# Macbook pro with Radeon gfx fan noise with external display



## fedacuric (Nov 24, 2017)

Hi,

I have a 2015 Macbook pro with an AMD Radeon graphics card.
From what I have read, it is not possible to use an external display without activating the Radeon card. It seems like the gfx-card is hard-wired to the display port.
When I connect an external display to the macbook and work in Ableton, the fan-noise gets pretty bad and distracting.
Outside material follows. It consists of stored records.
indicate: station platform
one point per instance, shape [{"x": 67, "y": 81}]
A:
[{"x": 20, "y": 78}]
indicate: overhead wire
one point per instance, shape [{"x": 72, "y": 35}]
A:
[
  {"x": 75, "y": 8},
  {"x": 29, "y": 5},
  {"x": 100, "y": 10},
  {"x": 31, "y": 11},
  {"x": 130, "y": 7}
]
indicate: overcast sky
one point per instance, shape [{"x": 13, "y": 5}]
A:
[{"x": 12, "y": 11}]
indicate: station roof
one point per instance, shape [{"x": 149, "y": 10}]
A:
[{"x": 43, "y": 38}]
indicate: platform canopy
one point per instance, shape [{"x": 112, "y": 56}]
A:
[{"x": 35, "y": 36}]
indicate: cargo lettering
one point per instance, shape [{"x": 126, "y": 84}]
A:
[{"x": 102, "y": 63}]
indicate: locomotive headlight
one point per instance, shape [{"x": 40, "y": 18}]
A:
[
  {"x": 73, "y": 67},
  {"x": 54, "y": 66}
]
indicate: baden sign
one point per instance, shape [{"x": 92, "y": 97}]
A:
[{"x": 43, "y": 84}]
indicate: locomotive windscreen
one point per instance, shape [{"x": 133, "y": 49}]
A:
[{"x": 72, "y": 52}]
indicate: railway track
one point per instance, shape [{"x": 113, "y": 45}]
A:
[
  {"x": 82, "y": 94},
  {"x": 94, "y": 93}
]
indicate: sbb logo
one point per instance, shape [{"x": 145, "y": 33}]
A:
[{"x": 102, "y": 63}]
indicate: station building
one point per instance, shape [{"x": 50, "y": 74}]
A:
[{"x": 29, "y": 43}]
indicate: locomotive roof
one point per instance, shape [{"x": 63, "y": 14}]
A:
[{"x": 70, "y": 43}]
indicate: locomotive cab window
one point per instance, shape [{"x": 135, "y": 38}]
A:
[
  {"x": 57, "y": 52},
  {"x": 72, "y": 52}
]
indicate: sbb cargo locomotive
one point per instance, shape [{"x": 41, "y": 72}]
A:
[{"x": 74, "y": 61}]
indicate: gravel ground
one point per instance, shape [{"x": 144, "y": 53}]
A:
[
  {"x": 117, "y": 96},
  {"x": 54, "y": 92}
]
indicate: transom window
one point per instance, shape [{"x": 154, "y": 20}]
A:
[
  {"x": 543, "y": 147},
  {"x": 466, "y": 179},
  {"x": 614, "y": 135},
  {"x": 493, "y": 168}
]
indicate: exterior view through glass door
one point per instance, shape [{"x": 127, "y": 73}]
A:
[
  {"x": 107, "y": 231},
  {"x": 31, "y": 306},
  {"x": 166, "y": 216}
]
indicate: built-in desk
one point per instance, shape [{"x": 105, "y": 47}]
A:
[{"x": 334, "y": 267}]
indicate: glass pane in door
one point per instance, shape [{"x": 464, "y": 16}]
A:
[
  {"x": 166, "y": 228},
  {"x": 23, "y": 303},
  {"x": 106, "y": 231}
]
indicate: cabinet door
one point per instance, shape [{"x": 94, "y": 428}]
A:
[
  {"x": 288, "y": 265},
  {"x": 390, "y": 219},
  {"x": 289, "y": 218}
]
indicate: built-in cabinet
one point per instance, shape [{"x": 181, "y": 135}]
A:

I therefore end up working with just the laptop-screen, which isn't optimal.

Does anyone know of a solution to this, or is it just something I have to live with?

Thanks.


----------



## mc_deli (Nov 24, 2017)

You can look up some terminal commands to disable the fan.

I have thr Iris integrated graphics rMBP and get fan noise with my externsl monitor but only when the session gets heavy.


----------



## fedacuric (Nov 24, 2017)

mc_deli said:


> You can look up some terminal commands to disable the fan.
> 
> I have thr Iris integrated graphics rMBP and get fan noise with my externsl monitor but only when the session gets heavy.



Does your MPB only have the integrated graphics or do you have a dedicated gfx card as well?
Seems like it's only a problem for the laptops with a dedicated graphics card.


----------



## mc_deli (Nov 24, 2017)

Iris integrated (the 2.2 Ghz model) and the fan goes crazy but under heavy load on big sessions.


----------



## fedacuric (Nov 24, 2017)

mc_deli said:


> Iris integrated (the 2.2 Ghz model) and the fan goes crazy but under heavy load on big sessions.



The fan on the dedicated card goes crazy even under light usage.


----------